My main intention was to give you resources that may inform you about how settled (or not settled) what you previously said really is. Not that I know though, since I'm not a lawyer. This isn't legal advice.

But there are plenty of sources saying that LLMs directly copying seems to be a regular event, not a rarity: https://dl.acm.org/doi/10.1145/3543507.3583199

Landmark ruling of the Munich Regional Court (GEMA v OpenAI) on copyright and AI training - Bird & Bird

@LaquinArt @jonny @srvanderplas
"I should be able to distribute with any license I want (even a proprietary one)"

Nope, that's the viral nature of the GPL. If you link to GPLed code and intend to distribute your new code, it MUST be GPL as well. That way helps to ensure the FSF's idea of "software freedom" aka "copyleft". This is why the Linux kernel license has an explicit exception to GPLv2 to ensure Linux syscalls can be made by user space code without distributing the user space code under the GPL. (See: https://www.kernel.org/doc/html/latest/process/license-rules.html) It's also one the reasons so many open/free source projects use dual licenses like Perl or Firefox, and more permissive licenses like the Apache 2.0 and MIT licenses are so popular.

What you have described is the Lesser GPL (LGPL) license, and yes, code under the LGPL does NOT require your code to have any particular license, provided you distribute any changes to the original (assuming you intend to distribute the original code at all).

Linux kernel licensing rules — The Linux Kernel documentation

@traecer @jonny @srvanderplas Did you read the syscall exception yourself?

‘This exception is used together with one of the above SPDX-Licenses to mark user space API (uapi) header files so they can be included into non GPL compliant user space application code.’

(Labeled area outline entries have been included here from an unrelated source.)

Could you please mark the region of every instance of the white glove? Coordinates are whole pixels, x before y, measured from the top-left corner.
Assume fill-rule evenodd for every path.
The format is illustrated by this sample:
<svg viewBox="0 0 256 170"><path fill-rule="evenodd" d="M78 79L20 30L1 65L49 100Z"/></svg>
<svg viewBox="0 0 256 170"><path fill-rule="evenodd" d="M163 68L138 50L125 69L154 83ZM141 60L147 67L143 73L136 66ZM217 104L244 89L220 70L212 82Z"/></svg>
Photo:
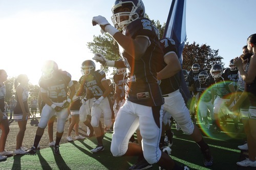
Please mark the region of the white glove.
<svg viewBox="0 0 256 170"><path fill-rule="evenodd" d="M96 61L96 62L98 62L102 65L105 65L106 63L108 61L104 56L100 53L96 53L94 55L94 57L93 57L93 59Z"/></svg>
<svg viewBox="0 0 256 170"><path fill-rule="evenodd" d="M87 99L86 99L86 98L84 98L83 99L82 99L81 101L82 101L82 104L83 105L85 105L86 104L86 102L87 101Z"/></svg>
<svg viewBox="0 0 256 170"><path fill-rule="evenodd" d="M119 32L115 28L111 26L106 19L103 16L100 15L94 16L93 17L92 22L93 26L95 26L97 24L100 25L100 28L101 28L100 32L102 34L104 33L107 32L113 37L114 34ZM102 28L104 30L102 29Z"/></svg>
<svg viewBox="0 0 256 170"><path fill-rule="evenodd" d="M101 26L105 26L106 25L110 25L106 18L101 15L94 16L93 17L93 22L95 22L97 24Z"/></svg>
<svg viewBox="0 0 256 170"><path fill-rule="evenodd" d="M100 98L96 100L93 104L93 106L99 106L101 101L104 99L104 97L101 96Z"/></svg>
<svg viewBox="0 0 256 170"><path fill-rule="evenodd" d="M79 99L79 96L76 95L74 95L73 96L73 98L72 98L72 101L76 101L77 99Z"/></svg>

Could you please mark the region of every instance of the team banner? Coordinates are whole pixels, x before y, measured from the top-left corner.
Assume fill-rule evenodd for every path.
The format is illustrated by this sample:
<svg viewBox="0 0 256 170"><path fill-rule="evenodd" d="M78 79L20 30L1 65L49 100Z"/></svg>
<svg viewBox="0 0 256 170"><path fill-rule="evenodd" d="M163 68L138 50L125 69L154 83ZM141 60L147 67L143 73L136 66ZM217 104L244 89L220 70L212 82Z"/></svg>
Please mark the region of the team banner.
<svg viewBox="0 0 256 170"><path fill-rule="evenodd" d="M186 0L173 0L168 15L163 38L171 38L175 41L177 56L182 66L182 52L186 41ZM180 71L181 92L186 103L191 98L182 71Z"/></svg>

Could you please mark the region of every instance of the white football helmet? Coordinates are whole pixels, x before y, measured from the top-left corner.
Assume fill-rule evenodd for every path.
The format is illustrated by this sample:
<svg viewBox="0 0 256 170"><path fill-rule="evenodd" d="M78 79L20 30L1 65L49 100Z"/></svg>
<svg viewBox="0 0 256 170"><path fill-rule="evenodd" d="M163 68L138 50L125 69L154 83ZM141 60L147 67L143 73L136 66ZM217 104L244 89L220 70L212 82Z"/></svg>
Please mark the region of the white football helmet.
<svg viewBox="0 0 256 170"><path fill-rule="evenodd" d="M128 8L130 11L122 11L121 7ZM145 7L141 0L116 0L112 7L113 16L111 17L114 25L116 28L122 29L125 25L128 25L139 18L145 16ZM120 20L120 16L129 16L129 18L125 20Z"/></svg>
<svg viewBox="0 0 256 170"><path fill-rule="evenodd" d="M209 78L209 75L205 71L201 72L199 75L198 75L198 80L200 83L204 83L206 81L206 80Z"/></svg>
<svg viewBox="0 0 256 170"><path fill-rule="evenodd" d="M52 78L52 74L59 69L57 63L52 60L47 60L44 63L41 71L42 77L45 80L49 80Z"/></svg>
<svg viewBox="0 0 256 170"><path fill-rule="evenodd" d="M221 65L215 64L212 65L210 69L210 74L214 78L217 79L220 78L223 74L223 68L222 68Z"/></svg>
<svg viewBox="0 0 256 170"><path fill-rule="evenodd" d="M82 63L81 72L82 75L87 76L93 72L95 70L95 63L93 61L91 60L86 60Z"/></svg>

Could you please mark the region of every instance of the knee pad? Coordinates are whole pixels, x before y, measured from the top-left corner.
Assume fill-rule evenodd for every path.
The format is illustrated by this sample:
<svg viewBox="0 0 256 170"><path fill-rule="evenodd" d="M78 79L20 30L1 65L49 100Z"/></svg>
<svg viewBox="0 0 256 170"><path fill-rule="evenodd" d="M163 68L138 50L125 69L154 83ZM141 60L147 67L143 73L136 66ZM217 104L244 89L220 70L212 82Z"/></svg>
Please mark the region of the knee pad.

The exception allows you to *include GPL code*, which I also said triggers GPL.

The mere referencing does not trigger GPL so long as you don't include a GPL work. Otherwise, reimplementing APIs would be illegal. And we know it's not.

@traecer @jonny @srvanderplas Oh, look! The following paragraph makes this even more clear:

‘NOTE! This copyright does *not* cover user programs that use kernel services by normal system calls - this is merely considered normal use of the kernel, and does *not* fall under the heading of "derived work".’

@traecer @jonny @srvanderplas Upon further investigation, I see that the FSF considers that a work dynamically linking a GPLed work is covered by GPL. From what I know, this has never been proven in court, and I don't think it would hold up.

Sure, once you run the program, there exists a combined work that should be subject to GPL. But this combined work is generated by the user and never distributed, so GPL is never triggered.

@traecer @jonny @srvanderplas It's not really a question about GPL as much as about copyright law. I don't see how just linking a library dynamically constitutes a derivative work if not a part of the library is distributed. And if it's not a derivative work, the license doesn't even come into play. As the licensor, you don't get to decide what constitutes a derivative work. That's for a court to decide.